“Let me see the rest of it, Harry!” cried Laura, imperiously, trying to take the paper from her brother’s hand.
“No, you don’t!” cried the boy, resolutely, as he held the Herald out of her reach, “not until you find that ball of mine you said you lost yesterday.”
“Harry!” called a stern voice near them, and the boy turned sharply round to find his tutor, Mr. Reed, advancing rapidly toward him. “Go back to your room at once, Harry!” said Mr. Reed, sternly; and before the boy could reply his sister tore the paper from his grasp and ran off with it at the top of her speed.
“Come back with that!” cried her brother, as he started in pursuit, but the angry voice of his tutor recalled him before he had gone twenty paces, and he marched into the house very red in the face, and casting angry glances behind him at the two girls, who were now sitting in the summer-house, eagerly reading the long account of the fire at which Bruce had so nearly lost his life. When they had finished it Laura drew a long breath, and then burst into tears.
“Don’t cry, dear,” said Kitty, as she wiped a tear or two from her own face, “I’m sure he’s not badly hurt and will be all right again in a very few days.”
“It would be dreadful if he were to die without ever finding out the mystery of his birth,” wailed Laura. “Oh, dear, if I only knew where to find him I would write him a letter or go down to see him.”
“The paper says he’s at the New York hospital,” said Kitty. “Why don’t you go down there this very day? I think it would be just too romantic and interesting for words.”

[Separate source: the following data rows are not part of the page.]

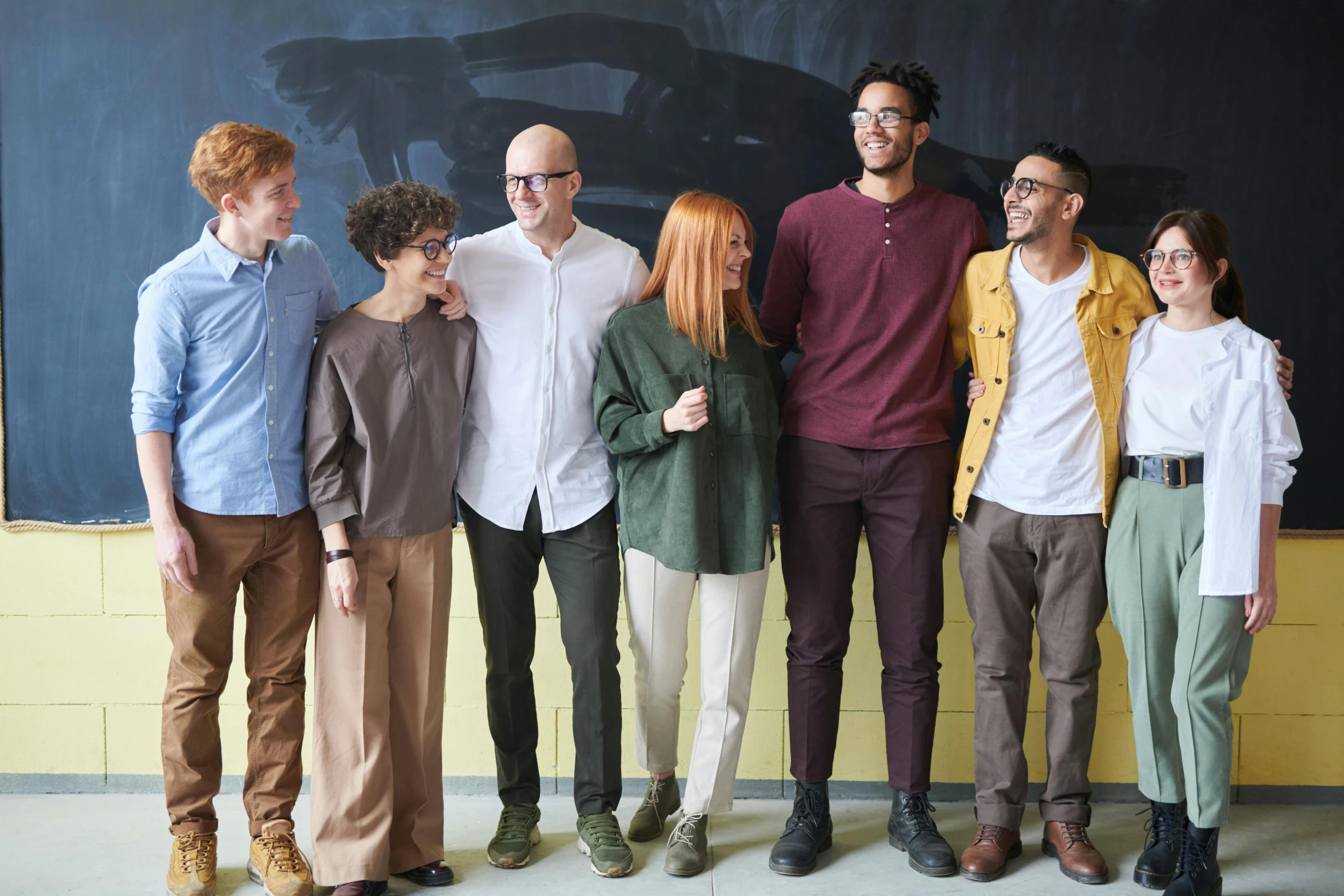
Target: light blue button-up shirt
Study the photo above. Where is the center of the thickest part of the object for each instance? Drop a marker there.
(222, 354)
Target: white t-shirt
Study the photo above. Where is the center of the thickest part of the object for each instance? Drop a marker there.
(539, 325)
(1163, 410)
(1045, 457)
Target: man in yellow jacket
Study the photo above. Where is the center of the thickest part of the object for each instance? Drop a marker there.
(1047, 324)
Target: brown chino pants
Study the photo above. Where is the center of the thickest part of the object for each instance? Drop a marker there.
(828, 493)
(378, 731)
(276, 560)
(1015, 564)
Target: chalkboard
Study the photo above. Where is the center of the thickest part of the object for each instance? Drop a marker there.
(1208, 104)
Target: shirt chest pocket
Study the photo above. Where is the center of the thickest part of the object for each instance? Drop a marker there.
(746, 408)
(300, 317)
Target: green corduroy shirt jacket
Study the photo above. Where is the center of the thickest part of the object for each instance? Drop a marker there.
(697, 501)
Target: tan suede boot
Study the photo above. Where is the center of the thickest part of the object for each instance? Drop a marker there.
(191, 871)
(277, 864)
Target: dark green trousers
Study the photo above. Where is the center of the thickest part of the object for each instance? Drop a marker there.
(585, 568)
(1187, 653)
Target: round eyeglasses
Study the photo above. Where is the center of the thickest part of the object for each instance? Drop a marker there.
(432, 248)
(536, 183)
(1024, 187)
(888, 118)
(1182, 258)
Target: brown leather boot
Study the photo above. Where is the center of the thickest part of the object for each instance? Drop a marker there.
(987, 856)
(1078, 859)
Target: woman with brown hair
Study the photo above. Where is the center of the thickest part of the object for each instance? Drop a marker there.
(687, 398)
(1206, 437)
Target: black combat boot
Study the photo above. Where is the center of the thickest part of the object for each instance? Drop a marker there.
(1162, 847)
(1198, 872)
(912, 831)
(807, 832)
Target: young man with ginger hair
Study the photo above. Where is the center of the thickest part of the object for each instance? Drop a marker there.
(224, 343)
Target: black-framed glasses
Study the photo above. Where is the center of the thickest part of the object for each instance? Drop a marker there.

Laura sprang to her feet and wiped the tears from her eyes with a swift movement of her hand. “I’ll do it,” she said. “I’ll find out where the New York hospital is and how to get there, and I’ll start this very minute. Harry thought he was so smart because he read it in the paper first, and was going down there himself all so bold and gay, but he’ll find out when he does get there that I’ve been there before him.”
Kitty’s face flushed with excitement. She thought it the most romantic thing in the world that Laura should run the risk of displeasing her father by making a long journey all by herself to an unknown part of the town simply to sit by the bedside of a daring young fireman who had been injured while going into a burning building to save a human life. The paper said that he was lying in a “precarious condition,” but neither one of the two girls knew what that long word signified, and they did not dare to ask anyone.
“Come up to my room with me, I’m going to get ready now,” said Laura, as she led the way into the house.